Non è stato facile concepire un altro mondo dopo Borgo Stura. Tutto mi riportava lì, come se l’immaginario seguisse solchi profondi, tanto è ancora vibrante e forte, sollecitato e autonomo, il riverbero di quella storia fuori dalle pagine. Sono stati tre anni di letture e riflessioni. Soprattutto riflessioni intorno al ruolo del romanzo nella letteratura contemporanea, e più in generale nella contemporaneità. A chi importano ancora le storie? O meglio: a chi importa leggerle se io le scrivo?

Se è vero che l’artista affida al gesto creativo la sua intima visione del mondo, è vero, che egli dipinge sempre lo stesso quadro, compone sempre la stessa canzone, scrive sempre la stessa storia.

Se questo è vero allora tutto è replica, serigrafia, ostinata perlustrazione di substrati sempre meno densi che costringono l’edificazione di strutture e contenitori per sorreggere e contenere materiali senza consistenza, che diversamente non avrebbero forma indipendente quindi bellezza.

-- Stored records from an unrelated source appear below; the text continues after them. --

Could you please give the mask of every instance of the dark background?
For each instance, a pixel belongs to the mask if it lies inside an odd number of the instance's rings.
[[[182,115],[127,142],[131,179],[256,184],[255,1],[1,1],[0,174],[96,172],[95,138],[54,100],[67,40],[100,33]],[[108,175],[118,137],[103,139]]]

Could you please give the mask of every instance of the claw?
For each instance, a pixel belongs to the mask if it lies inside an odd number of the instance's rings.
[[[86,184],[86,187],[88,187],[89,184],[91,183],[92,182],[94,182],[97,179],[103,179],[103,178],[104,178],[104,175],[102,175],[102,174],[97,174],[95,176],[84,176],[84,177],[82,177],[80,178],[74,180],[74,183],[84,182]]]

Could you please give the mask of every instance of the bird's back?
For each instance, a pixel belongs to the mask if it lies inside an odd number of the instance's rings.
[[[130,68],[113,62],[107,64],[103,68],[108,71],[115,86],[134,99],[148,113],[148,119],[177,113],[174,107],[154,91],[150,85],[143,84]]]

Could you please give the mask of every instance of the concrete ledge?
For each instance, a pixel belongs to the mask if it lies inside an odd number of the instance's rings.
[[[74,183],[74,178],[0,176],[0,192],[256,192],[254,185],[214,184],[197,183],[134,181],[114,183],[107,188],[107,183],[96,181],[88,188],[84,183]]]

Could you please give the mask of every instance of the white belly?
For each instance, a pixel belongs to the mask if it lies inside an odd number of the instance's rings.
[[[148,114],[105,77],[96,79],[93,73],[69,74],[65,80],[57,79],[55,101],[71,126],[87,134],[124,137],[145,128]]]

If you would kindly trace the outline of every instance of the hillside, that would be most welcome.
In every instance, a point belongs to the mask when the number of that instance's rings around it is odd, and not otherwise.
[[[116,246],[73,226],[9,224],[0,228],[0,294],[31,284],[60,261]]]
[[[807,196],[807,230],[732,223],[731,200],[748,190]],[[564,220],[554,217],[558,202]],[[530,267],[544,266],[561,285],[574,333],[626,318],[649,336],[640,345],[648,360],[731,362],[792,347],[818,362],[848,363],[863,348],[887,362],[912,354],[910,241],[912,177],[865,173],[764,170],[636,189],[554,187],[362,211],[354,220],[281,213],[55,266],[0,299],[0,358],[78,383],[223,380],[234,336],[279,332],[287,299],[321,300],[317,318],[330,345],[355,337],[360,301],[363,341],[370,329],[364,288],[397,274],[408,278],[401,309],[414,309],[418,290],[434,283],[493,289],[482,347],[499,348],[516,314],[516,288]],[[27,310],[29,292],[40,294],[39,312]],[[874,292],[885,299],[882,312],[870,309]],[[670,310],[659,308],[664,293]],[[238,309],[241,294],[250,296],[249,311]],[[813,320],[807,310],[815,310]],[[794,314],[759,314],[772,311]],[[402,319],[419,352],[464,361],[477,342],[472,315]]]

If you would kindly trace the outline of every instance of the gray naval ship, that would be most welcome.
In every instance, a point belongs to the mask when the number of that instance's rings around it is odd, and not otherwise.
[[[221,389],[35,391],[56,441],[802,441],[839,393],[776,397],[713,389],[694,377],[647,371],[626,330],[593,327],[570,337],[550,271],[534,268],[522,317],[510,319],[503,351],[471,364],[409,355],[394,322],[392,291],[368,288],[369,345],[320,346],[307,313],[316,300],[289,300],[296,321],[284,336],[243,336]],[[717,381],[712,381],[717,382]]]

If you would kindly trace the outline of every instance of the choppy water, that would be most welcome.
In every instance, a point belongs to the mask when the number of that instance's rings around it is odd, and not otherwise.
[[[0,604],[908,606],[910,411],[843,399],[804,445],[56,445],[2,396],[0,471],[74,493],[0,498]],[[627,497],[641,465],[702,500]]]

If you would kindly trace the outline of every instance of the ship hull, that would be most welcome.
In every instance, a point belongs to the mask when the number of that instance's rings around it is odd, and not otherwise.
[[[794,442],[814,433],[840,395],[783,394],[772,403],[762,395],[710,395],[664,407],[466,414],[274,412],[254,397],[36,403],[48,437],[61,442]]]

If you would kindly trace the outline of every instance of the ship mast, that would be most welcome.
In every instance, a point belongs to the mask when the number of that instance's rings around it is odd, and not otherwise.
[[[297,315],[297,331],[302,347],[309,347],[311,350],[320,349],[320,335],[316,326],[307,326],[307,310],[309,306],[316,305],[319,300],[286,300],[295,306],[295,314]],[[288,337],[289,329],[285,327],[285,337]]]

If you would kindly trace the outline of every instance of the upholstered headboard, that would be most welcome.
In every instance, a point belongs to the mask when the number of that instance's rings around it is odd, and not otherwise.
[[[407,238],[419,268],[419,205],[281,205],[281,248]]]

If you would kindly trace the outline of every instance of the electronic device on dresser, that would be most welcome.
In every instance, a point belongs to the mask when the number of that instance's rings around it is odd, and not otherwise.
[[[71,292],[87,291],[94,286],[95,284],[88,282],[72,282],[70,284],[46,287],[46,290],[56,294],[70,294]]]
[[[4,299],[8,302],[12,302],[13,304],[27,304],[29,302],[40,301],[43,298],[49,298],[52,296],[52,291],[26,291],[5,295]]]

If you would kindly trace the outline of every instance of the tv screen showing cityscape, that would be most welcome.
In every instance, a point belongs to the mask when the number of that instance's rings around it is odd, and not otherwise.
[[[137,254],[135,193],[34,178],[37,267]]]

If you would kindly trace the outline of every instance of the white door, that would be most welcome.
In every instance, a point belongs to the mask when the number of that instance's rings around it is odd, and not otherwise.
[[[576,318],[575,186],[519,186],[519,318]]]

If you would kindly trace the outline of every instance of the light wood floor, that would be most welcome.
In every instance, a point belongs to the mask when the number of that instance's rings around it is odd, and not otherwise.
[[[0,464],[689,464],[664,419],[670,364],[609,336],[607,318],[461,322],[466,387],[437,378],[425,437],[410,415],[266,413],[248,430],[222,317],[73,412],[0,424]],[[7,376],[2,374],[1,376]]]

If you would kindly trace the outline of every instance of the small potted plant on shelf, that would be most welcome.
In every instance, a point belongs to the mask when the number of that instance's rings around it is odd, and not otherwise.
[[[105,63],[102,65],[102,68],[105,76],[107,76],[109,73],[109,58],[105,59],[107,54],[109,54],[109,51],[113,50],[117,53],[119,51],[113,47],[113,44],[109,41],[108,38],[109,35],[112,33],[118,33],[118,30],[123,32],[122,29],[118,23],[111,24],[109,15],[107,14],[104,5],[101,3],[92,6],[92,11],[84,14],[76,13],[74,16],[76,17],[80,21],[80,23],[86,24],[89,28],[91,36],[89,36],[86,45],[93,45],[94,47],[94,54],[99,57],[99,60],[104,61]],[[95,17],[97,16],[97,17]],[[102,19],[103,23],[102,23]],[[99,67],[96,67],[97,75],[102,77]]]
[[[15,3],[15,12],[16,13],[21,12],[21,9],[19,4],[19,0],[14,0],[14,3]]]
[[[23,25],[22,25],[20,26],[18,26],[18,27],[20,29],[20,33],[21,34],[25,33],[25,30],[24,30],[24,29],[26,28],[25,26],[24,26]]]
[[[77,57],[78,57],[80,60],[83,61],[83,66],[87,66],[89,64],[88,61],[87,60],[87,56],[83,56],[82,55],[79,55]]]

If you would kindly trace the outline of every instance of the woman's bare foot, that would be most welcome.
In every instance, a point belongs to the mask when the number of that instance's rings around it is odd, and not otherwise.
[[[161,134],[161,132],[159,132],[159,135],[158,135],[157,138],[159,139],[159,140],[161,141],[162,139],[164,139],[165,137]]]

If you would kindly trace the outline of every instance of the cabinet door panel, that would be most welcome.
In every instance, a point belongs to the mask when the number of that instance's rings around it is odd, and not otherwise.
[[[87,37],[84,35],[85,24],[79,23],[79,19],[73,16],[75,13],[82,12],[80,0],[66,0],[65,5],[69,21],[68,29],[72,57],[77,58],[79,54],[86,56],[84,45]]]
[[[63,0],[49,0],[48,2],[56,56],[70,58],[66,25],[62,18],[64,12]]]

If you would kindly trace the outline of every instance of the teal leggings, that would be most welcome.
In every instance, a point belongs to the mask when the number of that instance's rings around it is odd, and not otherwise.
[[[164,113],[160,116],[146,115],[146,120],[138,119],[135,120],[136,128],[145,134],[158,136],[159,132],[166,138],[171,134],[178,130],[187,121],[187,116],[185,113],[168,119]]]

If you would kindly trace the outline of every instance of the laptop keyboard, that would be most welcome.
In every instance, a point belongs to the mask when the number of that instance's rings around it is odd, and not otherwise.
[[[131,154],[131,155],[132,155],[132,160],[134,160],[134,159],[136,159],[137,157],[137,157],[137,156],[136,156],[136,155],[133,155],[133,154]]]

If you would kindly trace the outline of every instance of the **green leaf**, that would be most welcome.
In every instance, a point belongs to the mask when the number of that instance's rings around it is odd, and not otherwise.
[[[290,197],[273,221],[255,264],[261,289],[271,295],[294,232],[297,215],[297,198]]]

Odio quando la tecnica diventa solo uno strumento per dissimulare la serialità. Quando le parole, le immagini, i suoni, le armonie sembrano scritte per consolarci, mentre ci viene nascosto che stiamo assistendo al risultato di un ciclo di produzione. Scrivere, leggere. Comporre, ascoltare. Disegnare, guardare.

Allora ho voluto sottrarmi all’idea di provocare quella sensazione agli altri, la sensazione che io stia per dire la stessa cosa che avevo già detto, ma in un modo diverso, o ricomponendo la stessa voce, lo stesso io narrante, anche affidandogli cose diverse da dire e fare, ma con la stessa tonalità e cadenza. Non avevo nessun contratto che mi ingiungesse a farlo, ed ero pronto a non farlo più.

Per tornare in qualche modo ad uno stato primordiale, completare il processo in senso inverso e ritrovare la materia originaria, senza segni di plasmatura pregressa, ho dovuto lasciare passare un periodo di tempo diciamo refrattario, creando uno spazio di decantazione.

Ho pensato alla visione di letteratura che ci hanno lasciato in piccole tracce alcuni immensi autori.

Wallace Foster David, quando conclude uno dei suoi ultimi racconti con questa perentoria frase: “Non una parola di più”. Come se dopo ogni finale di storia vi fosse il nulla? Come se la storia finisse lì, e non ci fosse altro modo per raccontarla? Come se ogni parola in più fosse una ripetizione, quindi di troppo? Una lezione di onestà? Una dichiarazione di resa?

A proposito di lezioni, Italo Calvino, nel suo Lezioni americane, quando dice che “La letteratura vive solo se si pone degli obiettivi smisurati, anche al di là di ogni possibilità di realizzazione”.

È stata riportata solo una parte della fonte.